# 3 d feb 8th



## CLASSICHUNTER (May 20, 2005)

this Sunday feb 8th at Rockland ont Lake Ont fishing trip as door prize.... Always a good shoot ...


----------



## CLASSICHUNTER (May 20, 2005)

*sunday*

ttt


----------



## jeronimo (Mar 4, 2005)

i wanted to go to that shoot, but my boss(daughter) said we are going to lac masson. maybe next time.


----------



## CLASSICHUNTER (May 20, 2005)

*must do tourney*

Rockland this Sunday... warm , great food good prizes and well organized...


----------



## Farley (Aug 1, 2005)

breakfast meeting on Sunday


----------



## wellis1840 (May 29, 2005)

Last year Charles Kelly won one to the two fishing trip door prizes given by the Rockland Archery Club. He graciously asked me to tag along with him. We had a great day on the water. Our hosts could not have made it a better day. Here is one of the fish we caught that day. I hear that they are having two more fishing trips this year as door prizes.
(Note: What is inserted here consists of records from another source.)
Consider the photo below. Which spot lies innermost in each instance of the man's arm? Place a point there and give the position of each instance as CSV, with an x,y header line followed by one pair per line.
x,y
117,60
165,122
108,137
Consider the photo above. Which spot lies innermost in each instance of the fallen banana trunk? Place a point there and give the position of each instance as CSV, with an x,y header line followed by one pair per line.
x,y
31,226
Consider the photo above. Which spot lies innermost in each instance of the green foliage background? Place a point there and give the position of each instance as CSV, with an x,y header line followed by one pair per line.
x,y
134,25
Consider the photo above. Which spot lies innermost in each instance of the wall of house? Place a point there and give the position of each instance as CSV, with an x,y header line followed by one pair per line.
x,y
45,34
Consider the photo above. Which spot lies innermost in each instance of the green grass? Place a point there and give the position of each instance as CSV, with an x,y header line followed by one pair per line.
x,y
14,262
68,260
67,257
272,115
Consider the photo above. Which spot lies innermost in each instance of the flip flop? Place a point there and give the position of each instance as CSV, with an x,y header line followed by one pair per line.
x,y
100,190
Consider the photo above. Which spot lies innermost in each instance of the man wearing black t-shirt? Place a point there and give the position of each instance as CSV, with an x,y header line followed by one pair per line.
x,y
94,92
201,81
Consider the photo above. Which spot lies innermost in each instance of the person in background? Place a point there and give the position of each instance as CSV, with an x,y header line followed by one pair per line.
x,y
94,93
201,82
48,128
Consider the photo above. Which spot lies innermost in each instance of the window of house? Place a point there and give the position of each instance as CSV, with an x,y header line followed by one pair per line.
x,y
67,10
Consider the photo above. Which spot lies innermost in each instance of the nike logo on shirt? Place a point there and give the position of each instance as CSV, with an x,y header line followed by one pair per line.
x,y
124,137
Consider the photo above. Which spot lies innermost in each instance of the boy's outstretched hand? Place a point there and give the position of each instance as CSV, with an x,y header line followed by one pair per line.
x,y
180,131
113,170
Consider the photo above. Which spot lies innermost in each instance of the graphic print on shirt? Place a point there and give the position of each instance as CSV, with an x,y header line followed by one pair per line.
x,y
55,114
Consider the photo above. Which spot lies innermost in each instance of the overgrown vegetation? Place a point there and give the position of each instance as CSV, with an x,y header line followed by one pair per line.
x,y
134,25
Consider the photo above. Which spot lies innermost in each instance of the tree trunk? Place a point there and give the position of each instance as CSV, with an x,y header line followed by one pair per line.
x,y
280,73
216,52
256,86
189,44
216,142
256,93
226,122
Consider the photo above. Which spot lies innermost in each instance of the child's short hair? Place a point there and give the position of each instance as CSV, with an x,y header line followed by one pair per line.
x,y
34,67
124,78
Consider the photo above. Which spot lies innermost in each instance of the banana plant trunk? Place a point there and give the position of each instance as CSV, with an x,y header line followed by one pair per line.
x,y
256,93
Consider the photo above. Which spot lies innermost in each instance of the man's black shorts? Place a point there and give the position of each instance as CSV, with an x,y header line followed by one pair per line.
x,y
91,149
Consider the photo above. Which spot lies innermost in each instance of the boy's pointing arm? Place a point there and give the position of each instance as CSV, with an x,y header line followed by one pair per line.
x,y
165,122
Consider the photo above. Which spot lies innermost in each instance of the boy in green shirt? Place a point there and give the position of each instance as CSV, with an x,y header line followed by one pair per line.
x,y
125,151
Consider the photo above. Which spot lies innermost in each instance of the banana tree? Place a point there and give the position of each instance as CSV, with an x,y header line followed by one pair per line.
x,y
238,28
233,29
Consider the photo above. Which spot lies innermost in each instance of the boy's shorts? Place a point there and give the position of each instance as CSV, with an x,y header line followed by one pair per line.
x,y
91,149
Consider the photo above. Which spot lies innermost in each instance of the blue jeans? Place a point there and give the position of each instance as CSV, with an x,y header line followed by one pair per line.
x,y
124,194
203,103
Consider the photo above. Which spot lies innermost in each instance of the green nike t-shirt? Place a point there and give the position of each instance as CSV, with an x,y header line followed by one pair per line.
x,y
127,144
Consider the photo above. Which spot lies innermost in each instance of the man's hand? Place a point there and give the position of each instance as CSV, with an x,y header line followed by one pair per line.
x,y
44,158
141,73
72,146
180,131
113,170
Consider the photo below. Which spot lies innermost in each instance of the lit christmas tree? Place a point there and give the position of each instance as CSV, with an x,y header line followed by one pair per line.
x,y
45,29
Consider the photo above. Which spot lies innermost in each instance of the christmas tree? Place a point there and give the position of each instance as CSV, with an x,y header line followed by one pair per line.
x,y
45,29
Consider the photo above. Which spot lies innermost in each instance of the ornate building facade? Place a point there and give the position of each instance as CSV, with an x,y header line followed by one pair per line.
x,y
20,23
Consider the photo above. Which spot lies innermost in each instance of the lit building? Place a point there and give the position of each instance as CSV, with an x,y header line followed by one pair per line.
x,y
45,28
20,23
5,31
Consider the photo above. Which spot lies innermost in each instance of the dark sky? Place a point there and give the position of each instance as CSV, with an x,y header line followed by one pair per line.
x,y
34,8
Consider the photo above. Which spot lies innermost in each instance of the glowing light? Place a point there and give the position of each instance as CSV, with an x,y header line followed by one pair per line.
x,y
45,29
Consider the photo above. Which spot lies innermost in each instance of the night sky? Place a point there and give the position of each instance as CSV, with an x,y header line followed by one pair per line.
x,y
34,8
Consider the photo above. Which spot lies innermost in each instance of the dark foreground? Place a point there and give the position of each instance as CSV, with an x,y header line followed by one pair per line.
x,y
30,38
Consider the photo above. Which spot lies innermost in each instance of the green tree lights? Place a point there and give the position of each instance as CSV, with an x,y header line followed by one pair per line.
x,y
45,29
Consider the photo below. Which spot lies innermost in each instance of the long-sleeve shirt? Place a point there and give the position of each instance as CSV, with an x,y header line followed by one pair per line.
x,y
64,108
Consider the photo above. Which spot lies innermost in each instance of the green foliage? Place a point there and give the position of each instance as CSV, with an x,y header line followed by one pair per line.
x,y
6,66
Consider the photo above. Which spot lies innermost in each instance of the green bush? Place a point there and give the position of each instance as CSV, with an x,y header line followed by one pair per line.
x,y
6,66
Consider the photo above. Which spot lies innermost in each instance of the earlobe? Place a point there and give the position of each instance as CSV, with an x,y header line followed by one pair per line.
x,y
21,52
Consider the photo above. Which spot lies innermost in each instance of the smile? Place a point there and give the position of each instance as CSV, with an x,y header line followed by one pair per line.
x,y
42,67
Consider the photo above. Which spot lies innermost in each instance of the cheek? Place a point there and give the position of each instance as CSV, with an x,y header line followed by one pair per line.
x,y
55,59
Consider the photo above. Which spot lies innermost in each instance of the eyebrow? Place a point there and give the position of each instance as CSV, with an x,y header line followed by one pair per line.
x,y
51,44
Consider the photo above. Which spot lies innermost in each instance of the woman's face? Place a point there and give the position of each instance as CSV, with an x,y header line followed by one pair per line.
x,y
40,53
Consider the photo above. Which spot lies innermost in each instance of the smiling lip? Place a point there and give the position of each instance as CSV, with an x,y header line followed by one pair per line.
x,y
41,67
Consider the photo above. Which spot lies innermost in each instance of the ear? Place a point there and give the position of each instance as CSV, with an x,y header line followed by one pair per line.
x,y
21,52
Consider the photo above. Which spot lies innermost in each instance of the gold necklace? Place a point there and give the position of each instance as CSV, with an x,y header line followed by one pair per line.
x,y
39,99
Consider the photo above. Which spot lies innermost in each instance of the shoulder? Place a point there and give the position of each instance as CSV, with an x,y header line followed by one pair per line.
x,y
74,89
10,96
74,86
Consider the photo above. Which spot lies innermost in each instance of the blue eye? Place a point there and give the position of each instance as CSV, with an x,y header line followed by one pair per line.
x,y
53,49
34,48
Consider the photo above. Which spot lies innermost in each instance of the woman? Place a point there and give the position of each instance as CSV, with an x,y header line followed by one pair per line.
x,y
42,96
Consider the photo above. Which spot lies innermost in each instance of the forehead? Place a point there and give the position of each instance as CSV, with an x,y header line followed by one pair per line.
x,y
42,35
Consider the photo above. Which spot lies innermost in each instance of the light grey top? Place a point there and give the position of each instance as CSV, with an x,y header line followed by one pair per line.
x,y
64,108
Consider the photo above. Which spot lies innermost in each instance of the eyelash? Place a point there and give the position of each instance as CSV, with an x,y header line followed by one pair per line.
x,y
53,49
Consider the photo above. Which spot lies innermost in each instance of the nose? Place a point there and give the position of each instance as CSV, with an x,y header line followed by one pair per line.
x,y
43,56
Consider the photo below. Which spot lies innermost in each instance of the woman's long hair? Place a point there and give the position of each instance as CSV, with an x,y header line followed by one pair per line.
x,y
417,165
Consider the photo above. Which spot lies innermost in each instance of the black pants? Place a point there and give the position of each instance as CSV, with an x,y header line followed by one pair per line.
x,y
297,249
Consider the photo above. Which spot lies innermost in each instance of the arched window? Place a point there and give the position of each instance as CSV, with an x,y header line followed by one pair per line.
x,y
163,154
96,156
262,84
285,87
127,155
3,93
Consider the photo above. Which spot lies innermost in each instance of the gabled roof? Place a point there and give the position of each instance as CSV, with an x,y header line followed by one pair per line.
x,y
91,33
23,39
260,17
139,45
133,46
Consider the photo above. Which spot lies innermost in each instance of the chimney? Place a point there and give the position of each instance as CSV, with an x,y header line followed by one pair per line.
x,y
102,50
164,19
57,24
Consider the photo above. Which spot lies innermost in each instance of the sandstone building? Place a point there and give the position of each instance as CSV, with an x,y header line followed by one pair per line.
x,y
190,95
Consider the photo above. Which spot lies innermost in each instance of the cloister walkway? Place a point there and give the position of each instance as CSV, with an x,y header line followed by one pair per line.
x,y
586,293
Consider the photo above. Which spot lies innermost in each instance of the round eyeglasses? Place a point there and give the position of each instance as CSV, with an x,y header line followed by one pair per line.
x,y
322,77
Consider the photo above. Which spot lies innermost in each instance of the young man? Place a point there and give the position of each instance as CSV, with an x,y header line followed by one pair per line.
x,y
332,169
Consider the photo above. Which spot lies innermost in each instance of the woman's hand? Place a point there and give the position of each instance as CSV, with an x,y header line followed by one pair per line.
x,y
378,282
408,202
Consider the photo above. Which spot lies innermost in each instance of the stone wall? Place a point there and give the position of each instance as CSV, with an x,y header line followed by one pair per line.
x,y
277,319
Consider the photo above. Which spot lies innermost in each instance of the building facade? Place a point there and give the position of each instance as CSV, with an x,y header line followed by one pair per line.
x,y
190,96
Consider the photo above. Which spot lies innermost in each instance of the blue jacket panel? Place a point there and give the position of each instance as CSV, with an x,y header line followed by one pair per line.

Hope to win one of the trips offered this year!


----------



## crk (Jul 12, 2005)

I'll be at Rockin Johnny's about 8:00 Shawn.
There is a place closer to the shoot in Rockland but won't open until about 8:30 and is slow to serve.


----------



## ingoldarchery (Dec 3, 2008)

*need directions*

Where is Rockland near?


----------



## Farley (Aug 1, 2005)

ingoldarchery said:


> Where is Rockland near?


 It's about 30min east of Ottawa, but the tourny is already over.


Sorry Charles, didn't see your post till today.


----------